Si le dragon chinois, japonais classique ou coréen peut avoir 4 ou 5 griffes à toutes ses pattes au début du 20eme siècle, seul le dragon impérial japonais présente une patte avec une griffe de plus que les 3 autres.
La raison est que les Japonais, qui ont reçu de la Chine un capital culturel considérable, ont dans un premier temps copié la culture symbolique (figure du dragon et sa signification) avant de s'en affranchir en la modifiant légèrement par esprit patriotique.
De la même manière que l'ère Méiji commencée en 1868 met fin à la robe d'apparat dite raifuku de style chinois pour préférer un autre habit de style Sokutai typiquement japonais, on assiste à une appropriation culturelle du dragon chinois: s'élabore un dragon typiquement japonais et impérial qui a, sur le raifuku, une patte avec une griffe de plus que les autres (1x4 et 3x3) contrairement aux dragons japonais ordinaires.
Ce que montrent les archives d'Hergé, c'est qu'il a conscience de toute la richesse symbolique de ce dragon en particulier:
- symbole chinois par sa forme générale, mais aussi japonais par son détail (une seule et unique patte avec une griffe de plus).
- symbole d'un japon impérialiste contre la Chine.
Hergé voit dans ce dragon polysémique et ambigu le meilleur moyen d'illustrer toute la complexité culturelle et politique de cet espace où Tintin vit ses aventures: dans ce dragon, il y a deux empires, deux identités qui en dépit de leur affrontement partagent beaucoup en commun, jusqu'au symbole du pouvoir suprême.
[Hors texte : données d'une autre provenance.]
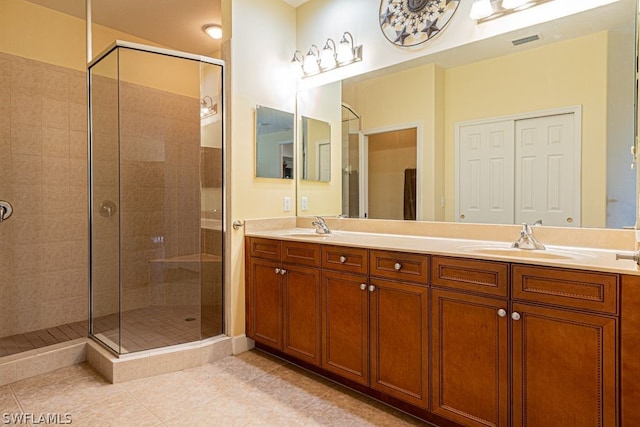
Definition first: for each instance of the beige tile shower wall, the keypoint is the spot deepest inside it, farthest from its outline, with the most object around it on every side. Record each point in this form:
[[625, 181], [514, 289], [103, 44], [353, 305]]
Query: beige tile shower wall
[[43, 169], [160, 188]]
Dans ses lettres, il est particulièrement enthousiaste d'avoir trouvé LA figure qui donne de la "profondeur" à sa couv' en matière de sens sans être explicite.
Bien sûr, son imitation du modèle n'est pas une copie. Il décide de passer du 1x4+3x3 au 1x5+3x4 en reprenant les codes occidentaux de l'héraldique (les aigles sont "armés" de 4 griffes par convention, le plus souvent).
Ces griffes sont modifiées en 1983.
Depuis le début des années 1980's, des éditions pirates de Tintin faites par des Chinois pour des Chinois se répandent en Chine en se concentrant d'abord sur celles des oeuvres d'Hergé qui répondent le mieux aux contraintes politiques et aux aspirations du public (Le Lotus Bleu, Tintin au Tibet). L'institution en charge des oeuvres d'Hergé, bien avant l'implantation réussie sur le marché chinois des années 2000's, réfléchit dès 1983 à produire des BD de Tintin officielles afin de conquérir ce marché très porteur tout en tuant dans l'oeuf le marché illégal. C'est dans ce contexte que suite aux contacts pris avec les autorités chinoises, on arrive à l'idée qu'il est nécessaire de refaire le dragon pour qu'il soit authentiquement chinois, sans patte japonaise impériale. Cela fait partie des exigences des émissaires des bureaux culturel et politique du PCC impliqués dans les discussions. Cela ne dérange personne, puisque c'est un détail que seuls des érudits peuvent saisir. Mais si le dragon est bien modifié, le projet de conquête du marché chinois lui ne se réalise pas. La faute à des vues divergentes sur Tintin au Tibet et à la structure financière de l'entreprise (1983, on est au tout début de l'ouverture économique de la Chine, beaucoup de tensons idéologiques, Tintin en fait les frais).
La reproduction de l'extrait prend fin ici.